How London techies helped Modi create campaign buzz
A London-based company – Musion – helped Narendra Modi rewrite the rules of political communication in India as he used its unique holographic 3D technology to appear across 128 locations on 26 April – one of many records set by his 2014 electoral success.india Updated: May 25, 2014 21:37 IST
A London-based company – Musion – helped Narendra Modi rewrite the rules of political communication in India as he used its unique holographic 3D technology to appear across 128 locations on 26 April – one of many records set by his 2014 electoral success.
The earlier entry in the Guinness Book of Records for an event of this nature was of Modi’s simultaneous appearance across 53 locations during the 2012 Gujarat assembly elections, which was credited to an Indian francisee that used Musion technology.
Unlike the 2012 elections, Musion itself handled the 2014 project, with key staff flown into India from London, Austria, Germany, Australia, Dubai and Italy, six weeks before campaigning began. Their headquarters was in Ahmedabad, with another key base in Pune.
Giovanni Palma, director of Musion, told HT: “This was the largest and grandest deployment of our holographic technology and reflected the ambition and belief of Narendra Modi and the BJP. We delivered highly realistic images to over 1500 rallies”.
He added: “On the evening of April 26, we delivered 128 rallies simultaneously, this is a soon to be confirmed world record for this type of event. With over 2500 people working on the project, this amazing feat was only possible through Musion’s 15 years of experience and our experts leading talented local people”.
Owned by Palma, Musion works closely with the inventor of holographic technology, Uwe Maass. Both developed a “personal relationship” with Modi during the campaign.
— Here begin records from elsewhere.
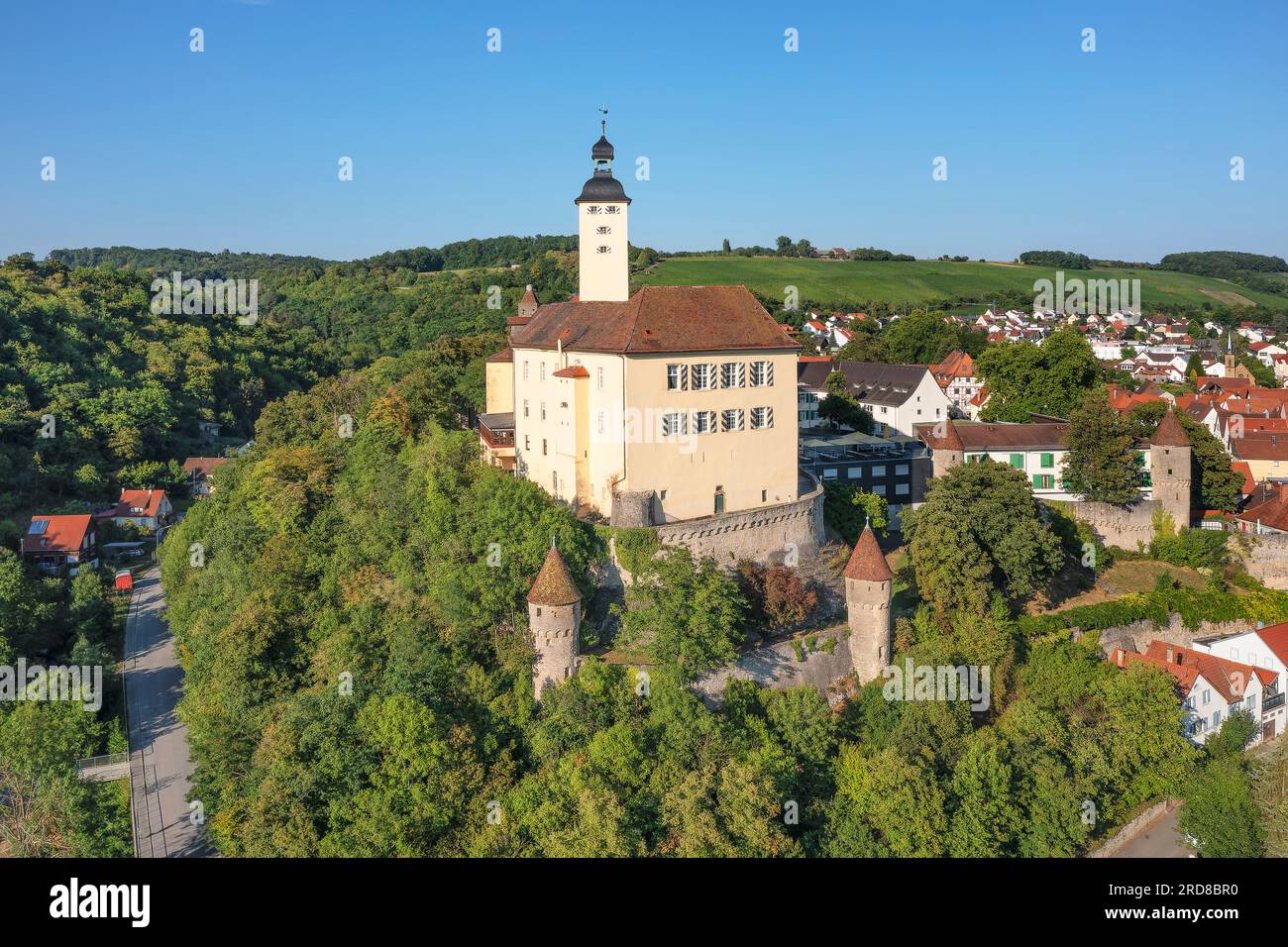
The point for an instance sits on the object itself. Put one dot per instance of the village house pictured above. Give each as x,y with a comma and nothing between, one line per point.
56,543
1211,686
677,401
147,509
898,395
957,377
198,471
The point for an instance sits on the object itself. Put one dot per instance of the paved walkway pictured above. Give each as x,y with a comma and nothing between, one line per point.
160,767
1160,840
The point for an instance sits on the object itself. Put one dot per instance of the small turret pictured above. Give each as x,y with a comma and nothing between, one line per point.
554,620
868,582
1170,470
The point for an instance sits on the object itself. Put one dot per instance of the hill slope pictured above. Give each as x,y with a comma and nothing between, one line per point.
923,281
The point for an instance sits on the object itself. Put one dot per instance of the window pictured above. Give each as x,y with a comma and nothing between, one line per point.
674,424
703,376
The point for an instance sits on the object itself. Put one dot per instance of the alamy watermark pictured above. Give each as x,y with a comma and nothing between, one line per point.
172,295
1078,296
71,684
939,684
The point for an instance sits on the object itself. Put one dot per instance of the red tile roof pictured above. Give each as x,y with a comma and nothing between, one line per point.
64,534
1170,433
553,585
1240,467
657,318
867,562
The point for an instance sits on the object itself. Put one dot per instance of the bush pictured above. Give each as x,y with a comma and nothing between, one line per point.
777,595
1196,548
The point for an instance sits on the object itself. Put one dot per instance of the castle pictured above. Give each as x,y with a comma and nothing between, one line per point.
644,408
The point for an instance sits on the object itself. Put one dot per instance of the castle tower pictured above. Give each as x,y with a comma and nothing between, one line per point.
603,250
948,450
1170,470
867,600
554,620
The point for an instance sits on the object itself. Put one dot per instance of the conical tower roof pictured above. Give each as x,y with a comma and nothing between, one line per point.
554,586
1170,432
867,562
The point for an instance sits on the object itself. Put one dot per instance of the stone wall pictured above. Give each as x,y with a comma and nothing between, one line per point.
1138,634
1119,526
1267,560
760,535
777,667
1129,831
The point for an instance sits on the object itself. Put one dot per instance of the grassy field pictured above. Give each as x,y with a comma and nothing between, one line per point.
926,281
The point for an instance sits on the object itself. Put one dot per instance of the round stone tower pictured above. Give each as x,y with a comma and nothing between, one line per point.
554,620
945,446
868,581
1170,470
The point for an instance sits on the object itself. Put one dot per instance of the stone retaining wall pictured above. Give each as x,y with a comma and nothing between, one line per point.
777,667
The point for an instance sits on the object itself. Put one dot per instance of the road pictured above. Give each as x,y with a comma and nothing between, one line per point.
160,766
1160,840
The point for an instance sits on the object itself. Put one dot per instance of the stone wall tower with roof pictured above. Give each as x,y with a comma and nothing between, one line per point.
1170,470
603,249
867,600
948,451
554,621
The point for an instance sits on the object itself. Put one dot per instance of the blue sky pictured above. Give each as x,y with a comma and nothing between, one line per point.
1119,154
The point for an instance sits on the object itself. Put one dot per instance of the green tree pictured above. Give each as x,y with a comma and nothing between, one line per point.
1219,812
1048,379
687,613
979,530
1100,463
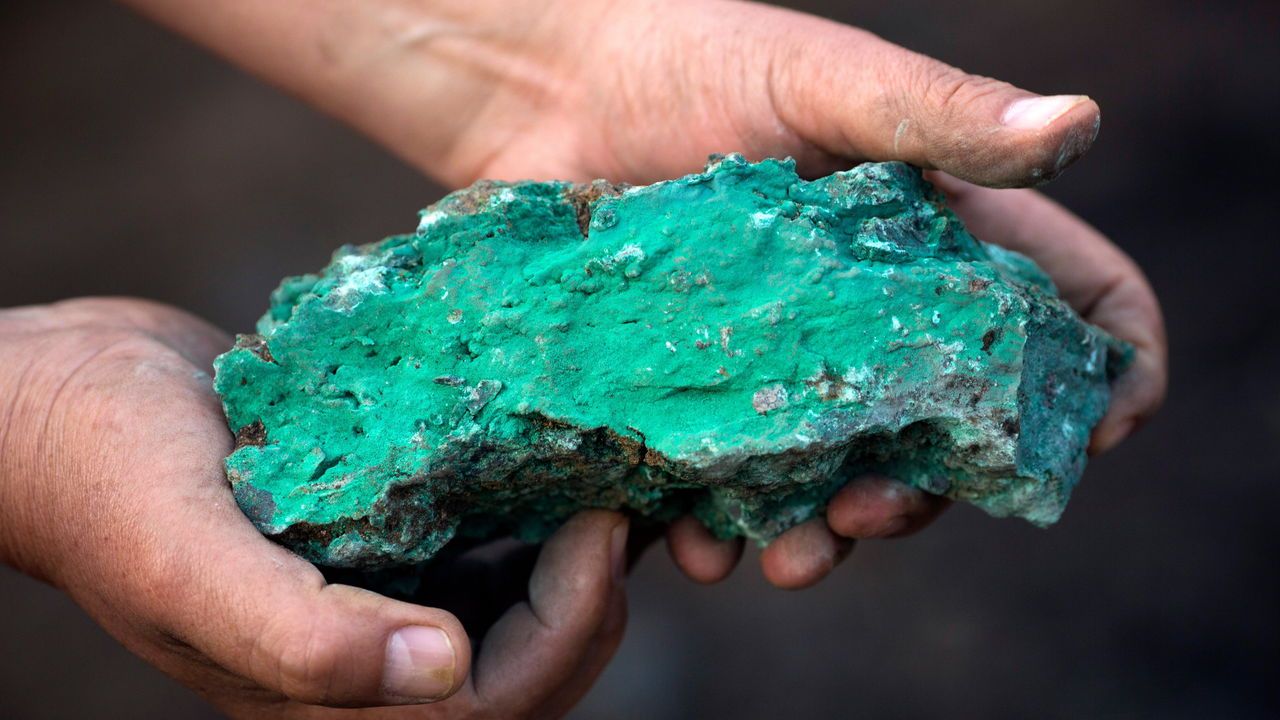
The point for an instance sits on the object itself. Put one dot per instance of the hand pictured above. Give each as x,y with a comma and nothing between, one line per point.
659,85
645,90
112,488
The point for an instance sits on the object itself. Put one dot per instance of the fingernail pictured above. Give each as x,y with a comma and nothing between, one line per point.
419,664
618,552
1036,113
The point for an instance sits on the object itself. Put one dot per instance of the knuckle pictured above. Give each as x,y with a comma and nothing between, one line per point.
938,87
306,664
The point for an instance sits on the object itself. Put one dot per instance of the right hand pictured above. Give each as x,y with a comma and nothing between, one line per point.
112,488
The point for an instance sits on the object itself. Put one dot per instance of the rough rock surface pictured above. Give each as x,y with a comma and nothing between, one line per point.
734,343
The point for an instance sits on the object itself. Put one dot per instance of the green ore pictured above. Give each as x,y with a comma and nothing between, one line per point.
735,343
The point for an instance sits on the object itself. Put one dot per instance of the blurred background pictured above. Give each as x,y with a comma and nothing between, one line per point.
136,164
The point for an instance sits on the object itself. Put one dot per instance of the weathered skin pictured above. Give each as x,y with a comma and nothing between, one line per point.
735,343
Maass was present in India to lead and train the teams.
The company’s equipment list for the campaign was described as “staggering”: over 30,000 square meters of holographic projection foil; 200 Christie 20k and 14k projectors; 400 satellite dishes; 5,500 metres of trusses, 1,300 lights; 500 audio speakers; 200 sound mixers and power amps; and 14,000 metres of speaker and power cables.
At the campaign headquarters in Ahmedabad, Musion said its team designed and built an onsite studio. From there, speeches were filmed and broadcast live via a satellite uplink to the stages at each day’s events.
To enable the campaign team to monitor everything, the team also built a receiving stage at the headquarters, which received the same satellite feed as the event stages, which helped Modi’s team to view exactly what was being broadcast at any given time.
Holograms were delivered in two stages across India:
Fixed stages: These were transported via truck, with the installation team and projector travelling by bus alongside. Thee stages were 10m x 10m and designed to be assembled and disassembled at each site in a matter of hours, by trained and supervised teams.
Mobile stages: These were built into sea containers and transported by truck. Mobile stages had everything permanently installed and ready to work, requiring only the driver to park the truck, whilst a small team of four lower the sides to create the stage, and mount the projector and switch on.
Besides training local staff, Musion also deployed expert emergency response teams to resolve technical problems.
Palma said: “We are very excited that our holographic technology played a part in the landslide victory for the BJP and Narendra Modi…This project truly showcased how the power of advanced visual technologies can bring people together to create the world’s best shared experiences”.